Em Mônaco, Kobayashi, na largada, não conseguiu desviar de Romain Grosjean, que estava parado na pista, depois de um choque com Schumacher, tentou continuar na corrida, mas devido aos estragos no carro, teve de abandonar na 5ª volta. Na Alemanha, herdou o 4º lugar depois de punição imposta a Sebastian Vettel, que tinha sido o 2º colocado. Na Bélgica, obteve a 2ª posição no grid, a sua melhor colocação até então, mas na corrida foi o único que continuou na pista depois de choque, na primeira curva, envolvendo mais quatro carros, e terminou em 13º. No Japão, Kobayashi foi o primeiro piloto japonês a subir ao pódio “em casa” depois de Takuma Sato, em 2004. O primeiro tinha sido Aguri Suzuki, em 1990.

No dia 23 de novembro, pouco antes do GP do Brasil, a Sauber anunciou a substituição de Kobayashi por Esteban Gutierrez para a temporada de 2013.

Na opinião de Livio Oricchio, Kamui Kobayashi é veloz, simpático, simples, bom de corrida, fraco de classificação, ótimo de o time trabalhar. “Com tudo isso, está sem lugar na Fórmula 1 em 2013, por enquanto”, diz o comentarista e completa: “Kamui ainda alterna ótimas performances com outras confusas, mas é, sem dúvida, o melhor piloto japonês que já apareceu na Fórmula 1”.

 

Para voltar à F1, Kamui Kobayashi recorreu a uma solução inusitada e moderna.

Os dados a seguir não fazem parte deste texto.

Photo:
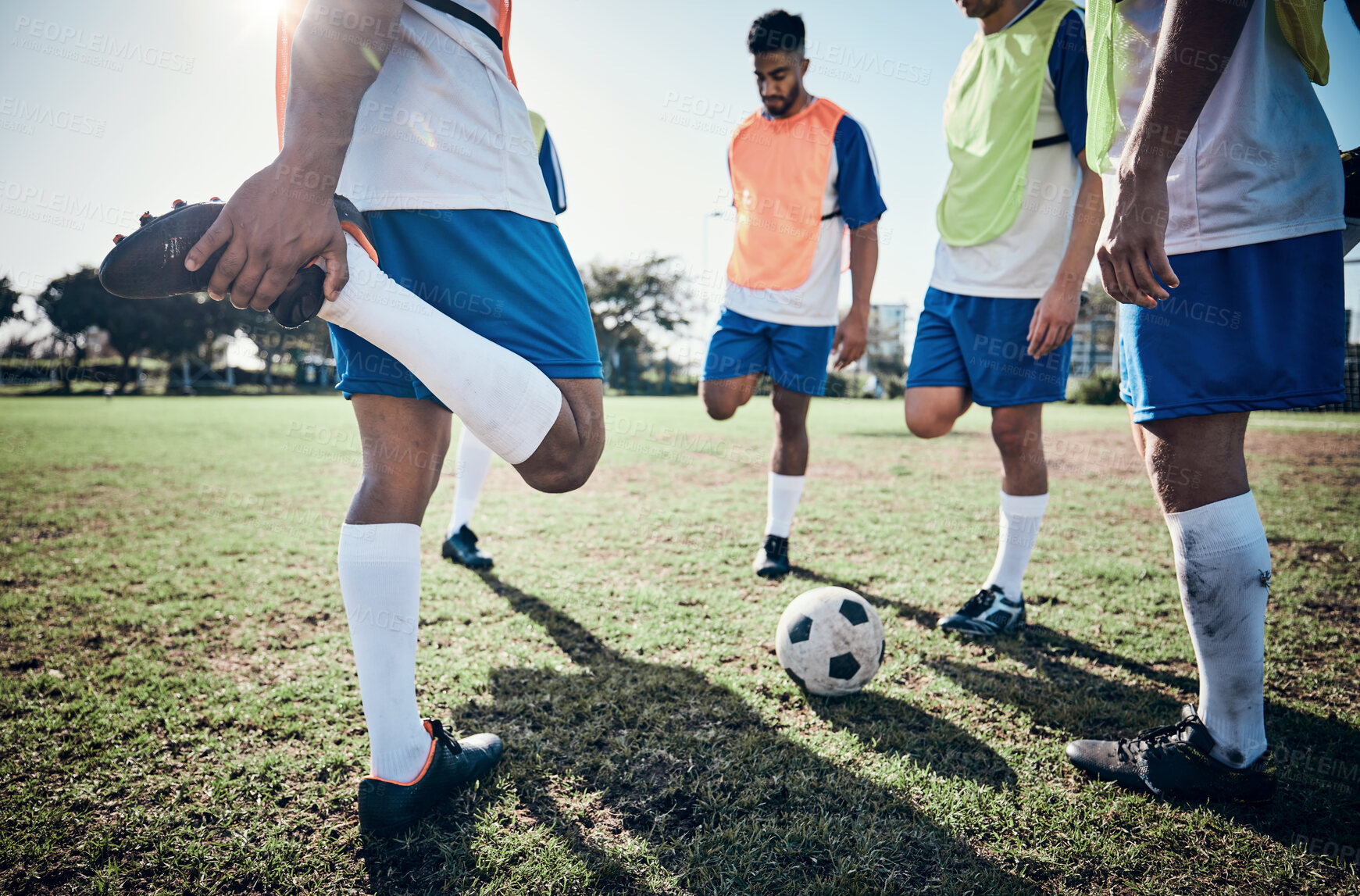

No fim e 2013, ele fez uma crowdfunding, a vaquinha virtual, e levantou com sues fãs cerca de 2 milhões de dólares, para garantir uma vaga no grid. Quando o dinheiro chegou, porém, todas as equipes já estavam completas e ele ficou de fora. Ele guardou o dinheiro e, no final de 2013, acertou o ingresso da Caterham. No dia 21 de janeiro de 2014, a equipe anunciou que ele seria o seu segundo piloto, ao lado do sueco Marcus Ericsson.

A estreia não foi nada feliz. Na Austrália, logo na primeira curva, ele, que era o 15º no grid, ao tentar ganhar posições, teve um problema nos freios e bateu na traseira de Felipe Massa. Ambos tiveram que abandonar a pista.  Na Malásia, depois de largar em 20º e chegar a correr em 8º, o piloto japonês chegou em 13º, entre os 15 que terminaram a prova. Além de completar o percurso, teve outros motivos para comemorar: ficou à frente do companheiro de equipe e das Marussias e colocou a equipe no 10º lugar entre as construtoras. Essa colocação ele só viria a repetir em Mônaco. Nas demais corridas, esteve sempre na rabeira do pelotão: 15º no Bahrein e Inglaterra; 18º na China; 17º na Itália e 19º no Japão. Não completou as provas da Espanha, Canadá, Hungria, Rússia e Abu Dhabi.

Na Bélgica, Kobayashi foi substituído por André Lotterer e não continuou de fora na Itália porque o alemão preferiu na correr.  No primeiro treino livre de Monza, ele teve que cede o carro ao espanhol Roberto Mehri e seu futuro na equipe parecia incerto.

Por causa das dificuldades financeiras e da crise de administração, a Caterham não disputou as corridas dos estados Unidos e Brasil e, julgando-se liberado, Kobayashi foi para o Japão, em busca de novos caminhos. Todavia, na quarta-feira antes do GP de Abu Dhabi foi chamado às pressas para participar da última corrida da temporada. Com o mesmo recurso que ele tinha usado uma crowdfunding, a equipe levantou dinheiro para participar da corrida e evitar a exclusão da categoria.

Tendo participado de apenas 16 das 19 corridas do campeonato e sem marcar pontos, Kamui Kobayashi foi o 22º colocado entre os pilotos, à frente só de André Lotterer e Will Stevens, que fizeram uma corrida pela Caterham. E com a falência da equipe inglesa, ficou fora do grid da temporada de 2015.